Zookeeper timeout when upgrade flink 1.14 to 1.18

27 Views Asked by At

Im upgrading flink from 1.14 to 1.18

I have flink HA zookeper in flink-conf.yaml

flink-conf.yaml

high-availability.type: zookeeper
high-availability.storageDir: file:///opt/flink/state_dir/ha/
high-availability.zookeeper.quorum: zookeeper1:2181
high-availability.zookeeper.path.root: /flink_ns1
high-availability.cluster-id: /default_ns1
high-availability.jobmanager.port: 6123
high-availability.zookeeper.client.connection-timeout: 30000
high-availability.zookeeper.client.max-retry-attempts: 10
high-availability.zookeeper.client.retry-wait: 30000

in flink 1.14 i have no issue with zookeeper but at flink 1.18 i get this error

did i need update setting in zookeeper?

find answer about zookeeper timeout

error detail in Jobmanager

1

There are 1 best solutions below

0
Rion Williams On

If I read your stack trace correctly, it looks like the running job is referencing Zookeeper 3-3.8.3 which may be causing an issue as major changes to Flink versioning can often drop support for older versions of dependencies like Zookeeper, requiring you to update those as well to ensure they are supported.

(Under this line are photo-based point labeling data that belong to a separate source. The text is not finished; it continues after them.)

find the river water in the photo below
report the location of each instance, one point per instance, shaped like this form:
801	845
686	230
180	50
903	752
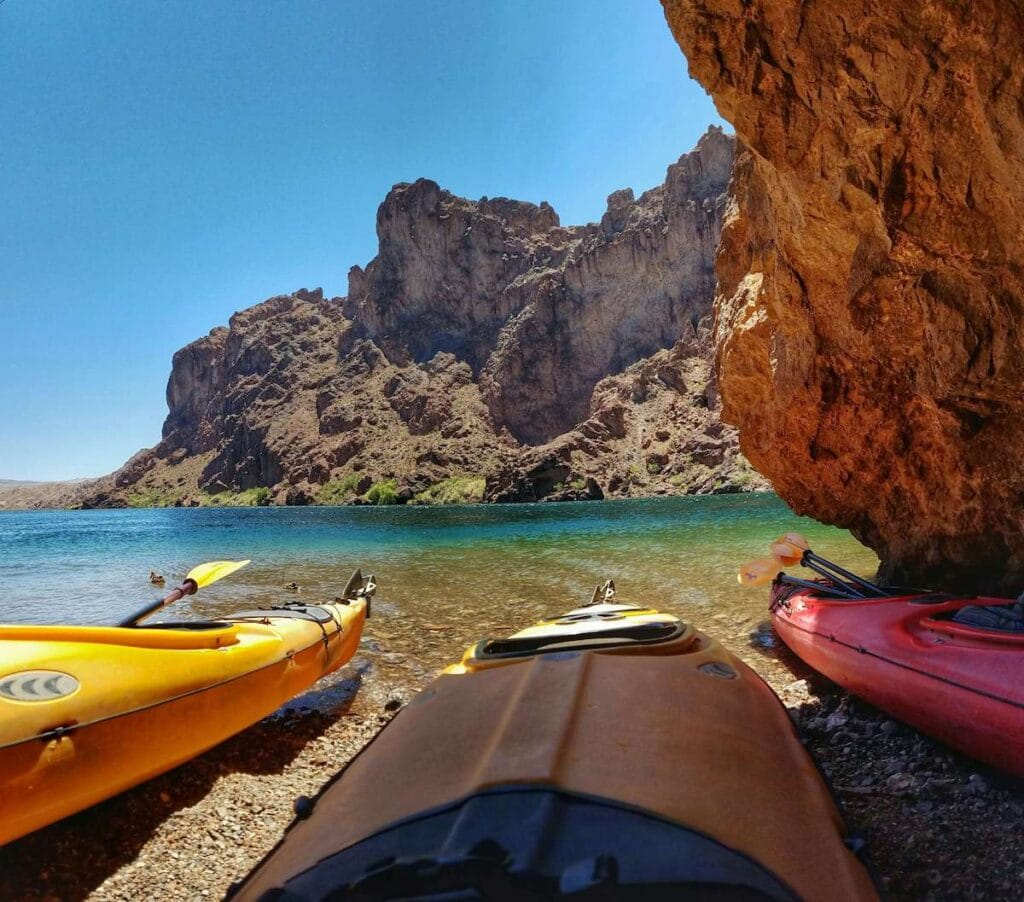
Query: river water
448	575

Flink 1.15 explicitly mentions dropping support for older versions of Zookeeper in their release notes:

Support for using Zookeeper 3.4 for HA has been dropped. Users relying on Zookeeper need to upgrade to 3.5/3.6. By default Flink now uses a Zookeeper 3.5 client.

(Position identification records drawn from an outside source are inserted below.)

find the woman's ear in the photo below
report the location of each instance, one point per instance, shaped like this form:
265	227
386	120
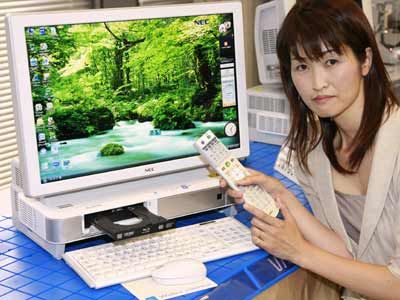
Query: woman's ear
366	65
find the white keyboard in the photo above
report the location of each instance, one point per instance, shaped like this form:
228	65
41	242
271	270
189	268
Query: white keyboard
138	257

The Flink 1.17 release notes also mention how Zookeeper itself was bundled within the distribution itself, which may not be related to your current issues, but is worth mentioning since you are jumping up by a few versions:

The Flink distribution no longer bundles 2 different Zookeeper client jars (one in lib, one in lib/opt respectively). Instead, only 1 client will be bundled within the flink-dist jar. This has no effect on the supported Zookeeper server versions.

I suspect you'll likely want to look into upgrading Zookeeper to ensure it's running on a version compatible with the version of Flink you are targeting. If that still continues to fail, you may want to consider posting more detail on your specific set-up/deployment/versions.